A friend of mine sells her ceramics via Etsy. Does very well and just allows for posting internationally. US$ seem to be a fairly universal currency.


----------



## gilljc (9 May 2014)

Thanks to all for input  my daughters are coming round on Monday so they will help me out then so fingers crossed all will become clear :lol:


----------



## Keato (9 May 2014)

I've actually sold quite a lot through my Facebook page. A lot of my customers are sexually either through email or Facebook. My etsy page has sold 2 things and one was to my aunt. So etsy hasn't really worked out for me. 

I've even told my customers that I don't mind paying the small fees that paypal & etsy take from the sales but nope, they deal with me through private Facebook mails or regular email.

Facebook is good for customers that are local as you can design them something, mail it to them then send maybe a palpal part payment invoice. 

Part of me wants to close my etsy page but my business cards have already been printed with that as my shop website lol


----------



## doctor Bob (9 May 2014)

I think a facebook page should be used to promote a business rather than trying to get sales.
On mine I try to use lots of photos of our work, other interesting work, helpful advice etc etc but I don't really push sales as I feel people would just unfriend the site if it was too pushy.
The idea is a softly softly approach with the final goal being that when people do need a new kitchen or fitted furniture my business comes to mind.
If you do create one put the link to it in as many places as possible, I've got mine in all my forum signatures.
The great thing about facebook is it's a big pyramid scheme really so a single post to a couple of hundred people can be seen by many thousands in the end.


----------



## martinka (10 May 2014)

Keato":15jwko0r said:


> A lot of my customers are *sexually* either through email or Facebook.


Really?
:mrgreen:


----------



## gilljc (10 May 2014)

Oops Keato, are you using a smart(ass) phone?!  

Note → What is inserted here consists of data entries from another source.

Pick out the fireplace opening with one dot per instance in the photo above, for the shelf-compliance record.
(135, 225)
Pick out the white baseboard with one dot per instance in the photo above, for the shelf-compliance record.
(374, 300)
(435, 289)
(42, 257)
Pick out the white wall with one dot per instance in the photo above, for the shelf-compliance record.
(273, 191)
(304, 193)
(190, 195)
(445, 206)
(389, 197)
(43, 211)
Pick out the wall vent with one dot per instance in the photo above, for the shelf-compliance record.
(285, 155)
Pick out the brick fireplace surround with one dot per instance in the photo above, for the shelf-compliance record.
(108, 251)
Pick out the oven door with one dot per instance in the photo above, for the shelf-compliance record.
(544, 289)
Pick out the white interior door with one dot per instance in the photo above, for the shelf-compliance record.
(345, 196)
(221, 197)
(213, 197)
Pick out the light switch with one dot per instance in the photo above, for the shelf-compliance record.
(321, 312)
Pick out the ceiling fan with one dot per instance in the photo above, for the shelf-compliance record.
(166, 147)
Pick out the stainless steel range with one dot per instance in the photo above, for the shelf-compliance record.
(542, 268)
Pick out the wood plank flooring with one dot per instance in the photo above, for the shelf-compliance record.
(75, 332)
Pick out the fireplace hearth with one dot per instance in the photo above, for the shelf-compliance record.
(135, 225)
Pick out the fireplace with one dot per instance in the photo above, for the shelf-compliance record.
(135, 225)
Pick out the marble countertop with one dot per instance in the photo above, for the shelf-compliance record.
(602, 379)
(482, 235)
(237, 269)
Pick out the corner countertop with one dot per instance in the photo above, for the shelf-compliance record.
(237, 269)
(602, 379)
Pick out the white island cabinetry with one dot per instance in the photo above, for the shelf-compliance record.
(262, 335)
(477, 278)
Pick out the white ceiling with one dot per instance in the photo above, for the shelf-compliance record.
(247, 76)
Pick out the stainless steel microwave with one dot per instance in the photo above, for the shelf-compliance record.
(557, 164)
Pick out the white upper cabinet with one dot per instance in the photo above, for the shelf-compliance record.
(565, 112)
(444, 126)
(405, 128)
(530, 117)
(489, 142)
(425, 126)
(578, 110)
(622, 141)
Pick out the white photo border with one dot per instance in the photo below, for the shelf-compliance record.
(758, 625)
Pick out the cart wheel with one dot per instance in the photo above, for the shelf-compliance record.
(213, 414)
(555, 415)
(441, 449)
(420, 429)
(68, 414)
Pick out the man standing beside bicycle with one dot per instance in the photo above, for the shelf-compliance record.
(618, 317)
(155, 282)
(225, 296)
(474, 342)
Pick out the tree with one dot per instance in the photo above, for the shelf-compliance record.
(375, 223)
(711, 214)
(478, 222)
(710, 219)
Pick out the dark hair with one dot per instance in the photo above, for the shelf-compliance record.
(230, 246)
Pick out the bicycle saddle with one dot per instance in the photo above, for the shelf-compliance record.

Hve tried to find those of you who have a facebook page, may have found one or two, would you let me have your facebook names please so I can get ideas for what to do? I notice that prices are difficult or impossible to find, how does that work for you?


----------



## Chrispy (10 May 2014)

Maybe not what you ment but here is mine


----------



## boysie39 (15 May 2014)

ChrisR":3omz7y3a said:


> I don’t know. Etry, Fadebook, Twitter. Next someone will be telling us that man has landed on the moon and returned safely back to earth. :shock:
> 
> All far too much for my old brain. :?
> 
> ...



Ha , too much for your old brain is it ,huh well let me tell you that SpecSavers have one landing four times every hour at Shannon Airport so there. Just shows how much we are more advanced than you lot over there :roll: :roll: 8) 8)


----------